Beijing would do well to take action to stop this Kim family dynastic succession in the interests of North Korea’s political stability.

Even though South Korea, with a per capita income 37 times that of its northern neighbour, recently proposed a “unification tax” to cover the anticipated cost of eventual reunification, the key player in resolving the Korean crisis has to be China.

The Korean nation has been separated for 65 years already, and only China has the ability to inspire a military coup in Pyongyang and install a pro-China regime that will implement a Chinese-style program of “opening and economic reform.” Only China has the resources to make the high levels of investment necessary to reconstruct North Korea’s economic infrastructure.

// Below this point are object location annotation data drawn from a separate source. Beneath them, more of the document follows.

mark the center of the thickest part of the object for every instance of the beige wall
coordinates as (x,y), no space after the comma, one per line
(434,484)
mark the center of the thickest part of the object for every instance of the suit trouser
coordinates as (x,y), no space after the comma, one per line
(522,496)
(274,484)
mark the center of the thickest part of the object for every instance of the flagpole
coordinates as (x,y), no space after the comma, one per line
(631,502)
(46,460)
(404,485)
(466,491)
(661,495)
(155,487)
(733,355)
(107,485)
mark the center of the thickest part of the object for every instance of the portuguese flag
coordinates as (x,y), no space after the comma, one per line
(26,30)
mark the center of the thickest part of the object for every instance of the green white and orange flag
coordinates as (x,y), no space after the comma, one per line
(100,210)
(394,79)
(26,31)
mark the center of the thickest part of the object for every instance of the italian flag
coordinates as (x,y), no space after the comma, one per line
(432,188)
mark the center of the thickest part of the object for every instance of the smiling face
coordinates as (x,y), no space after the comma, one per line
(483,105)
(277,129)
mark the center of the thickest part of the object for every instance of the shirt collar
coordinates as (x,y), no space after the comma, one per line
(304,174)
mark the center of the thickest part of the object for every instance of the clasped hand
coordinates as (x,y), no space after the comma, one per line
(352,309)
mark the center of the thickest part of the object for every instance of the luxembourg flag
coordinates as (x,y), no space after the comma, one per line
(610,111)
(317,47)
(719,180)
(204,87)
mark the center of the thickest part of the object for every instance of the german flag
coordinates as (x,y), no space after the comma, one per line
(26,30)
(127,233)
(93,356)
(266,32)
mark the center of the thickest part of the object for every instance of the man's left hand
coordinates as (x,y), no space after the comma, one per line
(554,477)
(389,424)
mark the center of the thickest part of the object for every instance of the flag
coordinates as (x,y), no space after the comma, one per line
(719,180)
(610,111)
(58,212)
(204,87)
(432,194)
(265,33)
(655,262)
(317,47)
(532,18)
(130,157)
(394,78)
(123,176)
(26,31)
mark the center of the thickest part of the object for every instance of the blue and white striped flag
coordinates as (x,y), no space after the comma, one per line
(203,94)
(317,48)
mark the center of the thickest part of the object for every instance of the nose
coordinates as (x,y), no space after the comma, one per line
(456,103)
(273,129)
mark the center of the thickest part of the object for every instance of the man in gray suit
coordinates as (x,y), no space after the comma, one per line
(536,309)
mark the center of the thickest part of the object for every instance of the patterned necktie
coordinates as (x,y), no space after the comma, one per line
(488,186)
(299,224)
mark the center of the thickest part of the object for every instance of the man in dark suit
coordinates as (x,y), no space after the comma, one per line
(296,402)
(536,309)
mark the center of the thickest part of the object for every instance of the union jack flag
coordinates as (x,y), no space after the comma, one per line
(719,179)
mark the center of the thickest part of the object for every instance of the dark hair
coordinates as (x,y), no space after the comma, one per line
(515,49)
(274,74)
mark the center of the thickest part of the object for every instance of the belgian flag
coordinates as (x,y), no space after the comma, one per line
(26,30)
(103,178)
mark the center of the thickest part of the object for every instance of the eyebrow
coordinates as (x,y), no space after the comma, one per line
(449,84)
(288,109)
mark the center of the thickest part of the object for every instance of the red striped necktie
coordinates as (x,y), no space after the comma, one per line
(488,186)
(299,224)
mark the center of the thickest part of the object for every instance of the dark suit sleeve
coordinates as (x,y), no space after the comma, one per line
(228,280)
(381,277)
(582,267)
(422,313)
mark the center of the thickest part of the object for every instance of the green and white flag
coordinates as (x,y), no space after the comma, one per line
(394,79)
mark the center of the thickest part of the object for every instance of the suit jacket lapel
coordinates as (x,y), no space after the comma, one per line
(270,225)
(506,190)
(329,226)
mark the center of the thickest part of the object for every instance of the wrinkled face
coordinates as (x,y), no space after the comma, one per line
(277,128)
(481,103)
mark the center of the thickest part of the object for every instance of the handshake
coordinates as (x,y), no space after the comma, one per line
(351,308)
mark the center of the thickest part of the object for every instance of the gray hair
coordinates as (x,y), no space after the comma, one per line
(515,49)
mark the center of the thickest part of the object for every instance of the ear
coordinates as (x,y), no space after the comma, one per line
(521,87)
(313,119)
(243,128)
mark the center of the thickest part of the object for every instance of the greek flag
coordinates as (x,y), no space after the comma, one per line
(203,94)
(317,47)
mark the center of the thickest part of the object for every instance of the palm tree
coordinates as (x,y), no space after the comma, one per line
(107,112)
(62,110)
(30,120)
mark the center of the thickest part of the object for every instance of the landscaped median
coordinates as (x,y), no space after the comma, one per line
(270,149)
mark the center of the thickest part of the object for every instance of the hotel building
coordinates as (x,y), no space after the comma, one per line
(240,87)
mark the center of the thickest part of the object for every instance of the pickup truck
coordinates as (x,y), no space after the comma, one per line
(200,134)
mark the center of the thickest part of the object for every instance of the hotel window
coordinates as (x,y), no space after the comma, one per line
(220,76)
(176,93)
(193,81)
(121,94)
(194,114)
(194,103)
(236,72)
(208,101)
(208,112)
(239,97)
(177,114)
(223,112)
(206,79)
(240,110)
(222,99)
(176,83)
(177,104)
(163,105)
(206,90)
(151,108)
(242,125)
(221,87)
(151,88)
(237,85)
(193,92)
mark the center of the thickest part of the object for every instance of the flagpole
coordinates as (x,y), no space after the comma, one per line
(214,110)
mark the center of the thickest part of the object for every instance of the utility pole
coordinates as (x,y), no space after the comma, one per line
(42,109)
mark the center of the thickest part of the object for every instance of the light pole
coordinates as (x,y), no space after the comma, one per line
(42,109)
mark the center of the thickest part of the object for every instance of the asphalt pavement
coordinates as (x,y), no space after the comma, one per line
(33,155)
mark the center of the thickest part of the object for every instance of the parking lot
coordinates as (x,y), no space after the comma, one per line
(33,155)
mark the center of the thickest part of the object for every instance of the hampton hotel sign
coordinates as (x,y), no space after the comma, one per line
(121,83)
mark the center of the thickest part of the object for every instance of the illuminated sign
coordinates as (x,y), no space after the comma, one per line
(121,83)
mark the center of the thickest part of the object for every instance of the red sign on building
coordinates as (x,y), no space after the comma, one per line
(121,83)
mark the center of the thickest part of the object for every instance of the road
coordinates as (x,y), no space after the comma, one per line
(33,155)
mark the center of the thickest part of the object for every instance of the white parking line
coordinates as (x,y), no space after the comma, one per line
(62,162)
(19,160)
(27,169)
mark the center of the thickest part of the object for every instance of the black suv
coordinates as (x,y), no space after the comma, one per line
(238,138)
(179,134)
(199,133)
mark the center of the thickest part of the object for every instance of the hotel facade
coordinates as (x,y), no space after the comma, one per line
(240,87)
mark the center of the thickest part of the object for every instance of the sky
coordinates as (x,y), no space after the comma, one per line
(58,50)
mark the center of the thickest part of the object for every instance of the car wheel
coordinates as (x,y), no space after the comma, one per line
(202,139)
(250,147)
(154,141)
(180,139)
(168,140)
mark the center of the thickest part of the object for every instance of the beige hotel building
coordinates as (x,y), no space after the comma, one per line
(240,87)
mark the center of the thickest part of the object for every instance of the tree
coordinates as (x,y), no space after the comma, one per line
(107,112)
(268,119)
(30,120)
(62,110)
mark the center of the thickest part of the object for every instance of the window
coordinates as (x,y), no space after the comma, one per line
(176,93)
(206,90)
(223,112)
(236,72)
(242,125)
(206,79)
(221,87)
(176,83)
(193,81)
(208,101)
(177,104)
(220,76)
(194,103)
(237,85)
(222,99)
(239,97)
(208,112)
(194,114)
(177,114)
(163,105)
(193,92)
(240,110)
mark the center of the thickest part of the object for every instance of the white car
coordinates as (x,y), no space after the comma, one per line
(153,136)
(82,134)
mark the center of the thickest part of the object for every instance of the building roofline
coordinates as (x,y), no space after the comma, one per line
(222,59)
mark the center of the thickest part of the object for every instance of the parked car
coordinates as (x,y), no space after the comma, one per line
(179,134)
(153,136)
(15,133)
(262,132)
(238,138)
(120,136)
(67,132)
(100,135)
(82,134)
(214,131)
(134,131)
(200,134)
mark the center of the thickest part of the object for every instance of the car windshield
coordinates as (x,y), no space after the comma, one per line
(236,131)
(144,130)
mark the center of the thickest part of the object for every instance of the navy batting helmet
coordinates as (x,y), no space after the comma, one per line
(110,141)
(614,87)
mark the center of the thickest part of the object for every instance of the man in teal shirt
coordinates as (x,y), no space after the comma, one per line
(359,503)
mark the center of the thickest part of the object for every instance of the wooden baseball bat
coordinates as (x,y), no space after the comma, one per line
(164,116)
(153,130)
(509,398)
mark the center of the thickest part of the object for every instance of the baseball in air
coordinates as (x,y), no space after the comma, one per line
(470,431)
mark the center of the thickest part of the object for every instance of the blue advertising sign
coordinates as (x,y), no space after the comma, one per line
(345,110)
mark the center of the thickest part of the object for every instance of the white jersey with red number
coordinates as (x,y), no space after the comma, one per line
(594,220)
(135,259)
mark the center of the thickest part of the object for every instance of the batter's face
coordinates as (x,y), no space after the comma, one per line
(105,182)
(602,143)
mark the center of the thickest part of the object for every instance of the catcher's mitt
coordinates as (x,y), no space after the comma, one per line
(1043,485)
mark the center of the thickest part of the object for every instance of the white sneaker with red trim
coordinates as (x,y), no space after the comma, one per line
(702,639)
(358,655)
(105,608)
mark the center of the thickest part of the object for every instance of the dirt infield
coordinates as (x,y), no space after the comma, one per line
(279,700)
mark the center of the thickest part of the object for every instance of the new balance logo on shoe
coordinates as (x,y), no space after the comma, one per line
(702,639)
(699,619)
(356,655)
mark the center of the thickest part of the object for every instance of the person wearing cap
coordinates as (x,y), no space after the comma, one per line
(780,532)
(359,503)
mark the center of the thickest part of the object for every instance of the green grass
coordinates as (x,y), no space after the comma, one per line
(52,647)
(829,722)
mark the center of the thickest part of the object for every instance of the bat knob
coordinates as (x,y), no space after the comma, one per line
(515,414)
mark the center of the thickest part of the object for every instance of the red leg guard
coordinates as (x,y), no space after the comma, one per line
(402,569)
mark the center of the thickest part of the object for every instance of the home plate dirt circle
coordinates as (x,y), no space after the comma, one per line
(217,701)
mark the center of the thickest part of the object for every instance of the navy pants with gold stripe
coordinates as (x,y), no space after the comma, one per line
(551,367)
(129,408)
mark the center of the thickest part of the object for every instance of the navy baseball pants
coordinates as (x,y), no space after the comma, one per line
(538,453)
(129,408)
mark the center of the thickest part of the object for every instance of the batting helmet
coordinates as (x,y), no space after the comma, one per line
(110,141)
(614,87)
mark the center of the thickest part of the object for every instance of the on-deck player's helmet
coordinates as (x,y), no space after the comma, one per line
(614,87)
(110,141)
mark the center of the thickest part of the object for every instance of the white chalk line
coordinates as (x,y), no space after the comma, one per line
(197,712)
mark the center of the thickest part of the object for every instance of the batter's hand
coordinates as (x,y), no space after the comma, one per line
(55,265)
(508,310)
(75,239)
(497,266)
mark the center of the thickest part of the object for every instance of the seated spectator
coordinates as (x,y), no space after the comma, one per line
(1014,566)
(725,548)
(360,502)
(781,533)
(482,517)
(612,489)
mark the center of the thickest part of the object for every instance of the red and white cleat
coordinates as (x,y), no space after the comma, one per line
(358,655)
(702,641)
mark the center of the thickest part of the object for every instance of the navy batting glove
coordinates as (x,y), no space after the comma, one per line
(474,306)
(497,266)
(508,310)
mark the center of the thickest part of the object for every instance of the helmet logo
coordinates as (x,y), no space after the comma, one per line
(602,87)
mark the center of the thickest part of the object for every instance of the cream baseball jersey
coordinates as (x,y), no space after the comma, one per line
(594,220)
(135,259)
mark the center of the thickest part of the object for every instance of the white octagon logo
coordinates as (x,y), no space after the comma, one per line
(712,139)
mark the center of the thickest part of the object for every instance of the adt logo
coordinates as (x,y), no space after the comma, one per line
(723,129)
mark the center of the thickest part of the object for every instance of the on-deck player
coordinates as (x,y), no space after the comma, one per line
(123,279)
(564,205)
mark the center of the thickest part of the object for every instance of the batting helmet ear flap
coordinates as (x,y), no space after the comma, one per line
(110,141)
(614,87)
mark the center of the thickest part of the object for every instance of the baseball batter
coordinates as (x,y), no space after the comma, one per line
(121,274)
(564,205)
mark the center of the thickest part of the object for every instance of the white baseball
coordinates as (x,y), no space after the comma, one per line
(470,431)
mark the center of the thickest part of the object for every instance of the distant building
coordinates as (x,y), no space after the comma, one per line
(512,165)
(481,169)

Beijing’s current economic and political support of Pyongyang is a drain on China and counter to its aspiration to be a respected great power. But a stable North Korea, with a market economic system, would be of great benefit to China, and would likely, eventually, lead to a China-oriented reunified Korea. While this places doubt over the future role of the United States in Korea, Taiwan and Japan, it could be the way to a prosperous and stable East Asia.

Charles Burton is an associate professor of political science at Brock University in St. Catharines, Ont.


At the risk of repeating myself, we, including 'analysts like Prof. Burton, need to stop thinking (and analyzing) in our familiar, even comfortable 'short term' framework. The Chinese, who do not need to pay too much attention to immediate and short term political factors, think in and make policy for the long term. If we fail to recognize and take account of China's long term interests and goals then we will fail to protect our own long mid and term vital interests.